You can also try the AMPO stack on OmniOS (newest Apache, mySQL, PHPmyadmin, Owncloud)
http://forums.servethehome.com/solaris-nexenta-openindiana-napp/2357-owncloud-omnios.html
For this I currently write some menus to manage Apache vhosts with Include and Modulmanagement,
as well as Rsync and iSCSI as a ZFS filesystem property (share definitions are stored on ZFS) just like with SMB and NFS.
Well, vmware stuff is a problem for us. We have little experience using it (play around with free version for fun, that's it). When we try to figure out pricing for vmware, it quickly starts getting into the hundreds of thousands of $$$ for our needs. I mean, a little project like this would seemingly cost over $100k upfront and $25k/yr with just 10HV's as we apparently need cloudsuite enterprise deluxe super turbo or something. So it really doesn't seem feasible for a small biz like us to deploy vmware in a commercial/production setting.

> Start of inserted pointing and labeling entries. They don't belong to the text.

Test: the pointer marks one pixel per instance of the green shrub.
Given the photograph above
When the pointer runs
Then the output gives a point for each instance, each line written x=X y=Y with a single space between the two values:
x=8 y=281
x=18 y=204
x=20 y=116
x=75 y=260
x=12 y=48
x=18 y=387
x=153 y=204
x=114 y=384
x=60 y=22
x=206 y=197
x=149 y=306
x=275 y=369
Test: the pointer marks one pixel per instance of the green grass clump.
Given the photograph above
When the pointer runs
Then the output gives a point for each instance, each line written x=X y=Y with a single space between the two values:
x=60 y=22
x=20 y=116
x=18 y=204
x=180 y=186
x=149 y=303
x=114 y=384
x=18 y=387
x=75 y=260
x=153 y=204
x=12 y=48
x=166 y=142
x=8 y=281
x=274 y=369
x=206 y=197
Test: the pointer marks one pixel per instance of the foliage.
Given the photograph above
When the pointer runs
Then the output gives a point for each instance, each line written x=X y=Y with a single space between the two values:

We'd also have to redevelop all our tools and rebuild everything. Granted vmware has a great api that's seemingly well documented but it's a ton of work with a large learning curve.
And while I love the idea of storage local to the HV, if the HV dies then your VM's are offline. Copying the VM's to another HV when the original HV is offline isn't going to work well? If you had the HV's all syncing all the time or something like this I suppose it could work...
Love the feedback, really appreciate the discussion!